The dinner table is perhaps the most powerful and delicious place to plant the seeds of change; the return to simple truths, change, and wisdom all go hand in hand. Our first step toward change can be to pause when we take our first bite and think about our connections with food. Aha! Understanding this connection is the essence of the Earth Dinner.
– Theresa Marquez, founder of Earth Dinner
Earth Dinner is a new holiday tradition meant to celebrate Earth Day. It was started four seven years ago by Organic Valley and Chefs Collaborative as a way to gather friends and loved ones around the table for a fresh, seasonal meal made of local ingredients. The focus of the Dinner is to have a meaningful conversation about the food — where it came from, how it was grown or harvested, and who grew it. So it was only natural that farmer Margie Pikarsky and grower/chef Robert Barnum would organize their own Earth Dinner, held the weekend after Earth Day.
Call it extreme locavore. The challenge was to source all ingredients — except for flour and olive oil — from what was available locally. And so the hunting and foraging began. Chef Michael Schwartz donated wild boar he had hunted himself together with local fisherman George Figueroa of Trigger Seafood, who donated cobia. Hani Khouri provided cheese and milk from his goats. Large beautiful heirloom tomatoes came from grower Teena Borek. Callaloo came from Three Sisters Farm, and a variety of herbs and vegetables from Bee Heaven Farm. Winemaker Peter Schnebly donated two kinds of local fruit wine. And a plethora of fruit came from Robert’s own grove.
Margie and her crew volunteered to help clean and cook, and Robert’s friends pitched in. Preparations took days and went up to the last minute. When I arrived an hour before dinner, a plume of blue smoke chugged from the wood smoker outside the house, as wild boar and multi-color potatoes cooked inside. Both kitchens were humming with activity as helpers chopped, stirred, snipped and tossed. In the dining room, two long tables were covered with white linen and glittered with fine china, glassware and silver. Centerpieces of mixed flowers — food for local bees — from Bee Heaven Farm graced the tables. Glass goblets were stocked with braided breadsticks that had been baked in the wood oven and looked like branches plucked from the grove. Even the sea salt was local, produced by a small company in the Florida Keys.

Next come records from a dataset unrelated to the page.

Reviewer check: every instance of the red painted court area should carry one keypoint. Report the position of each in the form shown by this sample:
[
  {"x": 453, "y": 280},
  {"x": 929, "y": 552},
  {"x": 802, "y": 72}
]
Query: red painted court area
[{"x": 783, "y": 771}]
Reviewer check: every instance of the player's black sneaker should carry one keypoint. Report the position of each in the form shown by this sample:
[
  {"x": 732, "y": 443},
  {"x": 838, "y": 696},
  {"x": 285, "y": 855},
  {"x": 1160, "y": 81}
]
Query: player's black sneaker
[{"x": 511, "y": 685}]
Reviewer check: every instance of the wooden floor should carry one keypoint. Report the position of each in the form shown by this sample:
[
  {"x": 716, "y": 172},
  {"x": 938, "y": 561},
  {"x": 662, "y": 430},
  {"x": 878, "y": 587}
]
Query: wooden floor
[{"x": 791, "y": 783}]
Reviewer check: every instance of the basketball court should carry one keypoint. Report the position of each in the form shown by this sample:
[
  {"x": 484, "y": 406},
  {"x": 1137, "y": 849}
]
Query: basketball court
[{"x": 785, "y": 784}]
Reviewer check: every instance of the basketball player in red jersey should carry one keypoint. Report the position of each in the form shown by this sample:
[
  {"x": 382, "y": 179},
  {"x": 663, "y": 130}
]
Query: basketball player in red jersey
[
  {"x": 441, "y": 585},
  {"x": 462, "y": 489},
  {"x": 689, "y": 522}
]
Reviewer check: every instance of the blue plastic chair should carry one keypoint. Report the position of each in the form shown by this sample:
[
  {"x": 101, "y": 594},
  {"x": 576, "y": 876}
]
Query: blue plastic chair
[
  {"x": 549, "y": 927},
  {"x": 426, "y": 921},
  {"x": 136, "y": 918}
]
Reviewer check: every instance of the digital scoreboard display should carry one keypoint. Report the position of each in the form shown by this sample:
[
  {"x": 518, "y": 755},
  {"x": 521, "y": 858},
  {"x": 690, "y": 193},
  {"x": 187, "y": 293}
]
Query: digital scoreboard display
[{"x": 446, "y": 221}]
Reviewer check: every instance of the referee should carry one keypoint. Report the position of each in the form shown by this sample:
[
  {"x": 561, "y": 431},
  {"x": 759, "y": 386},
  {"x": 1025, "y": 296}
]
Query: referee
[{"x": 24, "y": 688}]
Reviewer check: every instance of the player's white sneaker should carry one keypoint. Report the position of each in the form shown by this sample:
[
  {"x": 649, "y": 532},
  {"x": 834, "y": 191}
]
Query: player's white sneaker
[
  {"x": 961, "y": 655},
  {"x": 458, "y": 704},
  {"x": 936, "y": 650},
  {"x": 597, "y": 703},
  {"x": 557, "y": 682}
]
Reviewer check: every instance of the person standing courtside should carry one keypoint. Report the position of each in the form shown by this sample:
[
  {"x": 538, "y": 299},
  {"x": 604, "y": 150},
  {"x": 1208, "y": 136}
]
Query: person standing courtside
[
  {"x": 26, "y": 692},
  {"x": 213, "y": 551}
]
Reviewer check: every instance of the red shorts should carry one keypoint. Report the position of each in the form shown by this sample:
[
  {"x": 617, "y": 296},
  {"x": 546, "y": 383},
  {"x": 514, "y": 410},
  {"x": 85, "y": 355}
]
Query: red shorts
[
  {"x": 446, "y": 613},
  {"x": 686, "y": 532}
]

While there was still daylight before dinner, Robert offered guests a short tour of his 40 acre property. Everything he grows is useful in some way. He pointed out bay rum, lemon bay and citronella outside the house, and invited guests to crush leaves and smell different scents. Jaboticaba was nearby, with small, unripe berries growing on its trunk. It bears fruit three or four times a year. Robert harvests the berries for wine, of which we got a taste later in the dinner. Guests strolled through the grove and saw macadamia, mango, and lychee trees (to name just a few of the edibles that I recognized).